Aldi riconferma il proprio impegno al fianco di Fondazione Umberto Veronesi a favore dell’educazione alimentare, sostenendo il nuovo progetto “Foodland, viaggio tra alimentazione, movimento e sostenibilità”.
Un progetto pensato per gli studenti delle scuole primarie e secondarie di I grado, invitati a scoprire in maniera interattiva l’importanza di un’alimentazione sana ed equilibrata per il benessere collettivo.
Attraverso la piattaforma digitale di Foodland, Aldi e Fondazione Veronesi hanno coinvolto 1.250 studenti tra gli 8 e i 12 anni, in 16 scuole presenti in Veneto, Lombardia e Piemonte) in un percorso modulare all’insegna della gamification che si propone di avvicinare i più giovani all’importanza della prevenzione attraverso la corretta alimentazione e l’attività fisica.
Sviluppata in stile cartoon e concepita come un arcipelago digitale esplorabile attraverso attività digitali e phygital in classe, Foodland si compone di cinque isole tematiche, ognuna dedicata a un tema educativo fondamentale: Isola di Cook (piatto sano modello Harvard e metodi di cottura), Isola di Larnia (nutrienti, etichette alimentari), Isola Eutopia (sostenibilità ambientale e One Health), Isola Santè (prevenzione relazione tra sana alimentazione e prevenzione delle malattie croniche ) e Isola Gymnasia (fabbisogno energetico e attività fisica).
Il percorso ha avuto inizio con un primo incontro in classe di 90 minuti guidato da un divulgatore scientifico di Fondazione Veronesi. Protagonista l’Isola di Cook e alcune attività volte a comprendere l’impatto che le scelte alimentari quotidiane possono avere sul benessere personale con ricadute dirette sull’ambiente.
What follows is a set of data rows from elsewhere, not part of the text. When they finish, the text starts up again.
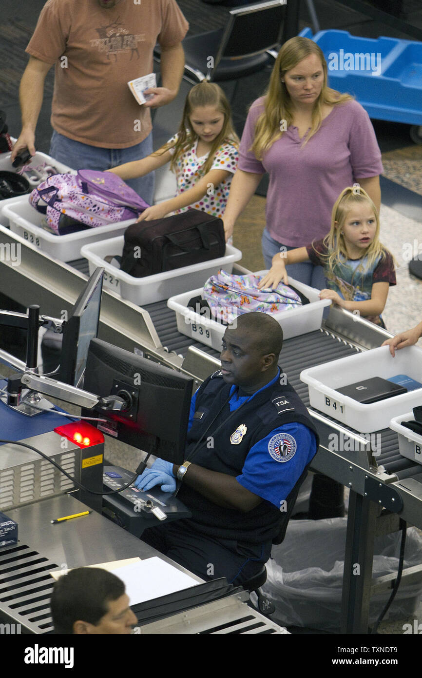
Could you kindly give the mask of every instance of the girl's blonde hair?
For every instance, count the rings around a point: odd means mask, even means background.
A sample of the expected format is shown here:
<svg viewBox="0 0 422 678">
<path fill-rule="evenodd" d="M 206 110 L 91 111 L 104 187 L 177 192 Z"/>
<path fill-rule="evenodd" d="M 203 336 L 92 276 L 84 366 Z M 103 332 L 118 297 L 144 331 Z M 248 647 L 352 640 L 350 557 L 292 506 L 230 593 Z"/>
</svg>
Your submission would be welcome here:
<svg viewBox="0 0 422 678">
<path fill-rule="evenodd" d="M 388 252 L 379 241 L 379 217 L 377 207 L 366 191 L 364 191 L 358 185 L 350 186 L 341 191 L 335 201 L 331 213 L 330 233 L 324 239 L 324 244 L 328 250 L 328 254 L 325 255 L 326 263 L 329 270 L 331 273 L 333 273 L 335 264 L 341 261 L 342 257 L 344 259 L 349 258 L 344 235 L 341 233 L 347 214 L 354 205 L 365 203 L 371 207 L 374 212 L 377 228 L 374 239 L 369 247 L 362 254 L 362 259 L 367 258 L 366 266 L 364 268 L 360 264 L 356 269 L 356 272 L 364 273 L 366 269 L 373 266 L 379 260 L 384 259 L 386 252 Z"/>
<path fill-rule="evenodd" d="M 284 130 L 282 129 L 282 121 L 286 121 L 286 127 L 289 127 L 293 123 L 292 101 L 282 79 L 284 79 L 284 75 L 288 71 L 294 68 L 303 59 L 310 54 L 316 54 L 321 62 L 324 72 L 324 82 L 319 96 L 314 104 L 311 128 L 303 145 L 307 144 L 320 127 L 324 104 L 339 106 L 354 98 L 350 94 L 341 94 L 340 92 L 327 86 L 326 62 L 320 47 L 316 43 L 310 40 L 309 38 L 301 37 L 299 35 L 291 38 L 284 43 L 278 52 L 270 83 L 264 95 L 264 111 L 255 124 L 255 138 L 249 150 L 255 153 L 255 157 L 259 160 L 261 160 L 263 154 L 269 150 L 274 142 L 282 136 Z"/>
<path fill-rule="evenodd" d="M 238 148 L 239 138 L 233 127 L 230 106 L 226 94 L 221 87 L 215 83 L 210 83 L 208 80 L 203 80 L 198 85 L 194 85 L 190 89 L 183 111 L 183 117 L 177 132 L 177 140 L 174 143 L 169 142 L 153 153 L 153 155 L 161 155 L 169 148 L 173 148 L 174 153 L 170 163 L 170 169 L 174 172 L 178 159 L 187 150 L 191 148 L 196 140 L 198 134 L 194 132 L 190 124 L 190 116 L 195 108 L 204 106 L 213 106 L 224 116 L 224 122 L 219 134 L 215 138 L 211 147 L 207 161 L 201 168 L 201 174 L 206 174 L 211 168 L 214 157 L 219 146 L 227 141 Z"/>
</svg>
Con il gioco digitale “Carrelli all’arrembaggio” gli studenti hanno simulato una spesa consapevole, imparando a selezionare gli alimenti più adatti per creare un piatto equilibrato secondo il modello di Harvard, basato sul corretto bilanciamento tra verdura e frutta, cereali integrali, proteine e olio extravergine di oliva.
Successivamente, con “Cotto a puntino”, gli studenti, lavorando in gruppo, hanno creato pasti bilanciati da destinare agli abitanti dell’Isola di Cook. Ciò li ha portati a riflettere sull’importanza dei corretti metodi di cottura e sulla varietà degli alimenti.
Nel corso delle attività, gli studenti hanno potuto apprendere quanto siano determinanti azioni semplici, ma significative per contribuire al benessere collettivo e alla tutela delle risorse attraverso l’alimentazione: seguire un regime alimentare variegato, consumare alimenti di origine vegetale, preparare la lista della spesa e acquistare solo il necessario evitando lo spreco alimentare, controllare la provenienza degli alimenti, recarsi a fare la spesa a piedi o in bicicletta quando possibile. Dalla scuola primaria alla scuola delle buone abitudini.
A corredo dell’incontro in presenza, grazie alla piattaforma digitale gli studenti hanno potuto proseguire il percorso sia in classe che a casa attraverso mini-giochi e materiali scaricabili, pensati per favorire un apprendimento dinamico e partecipativo.
A conclusione dell’esperienza, ai partecipanti del progetto “Foodland” è stato consegnato un coupon da utilizzare nei punti vendita Aldi, dal 2 marzo al 5 aprile 2026, per ricevere in omaggio una borsa Aldi riutilizzabile per la propria spesa, e un sacchetto di mini-mele. Un gesto simbolico, ma concreto, per trasformare le buone abitudini alimentari in un’azione quotidiana.
Dal 2022 al 2026, la collaborazione tra Aldi e Fondazione Umberto Veronesi ha coinvolto complessivamente circa 8.400 studenti nelle scuole del Nord Italia, a conferma dell’attenzione che l’azienda dedica alla promozione della sana alimentazione a tutela del futuro delle nuove generazioni, come pilastro della strategia di corporate responsibility perseguita in Italia.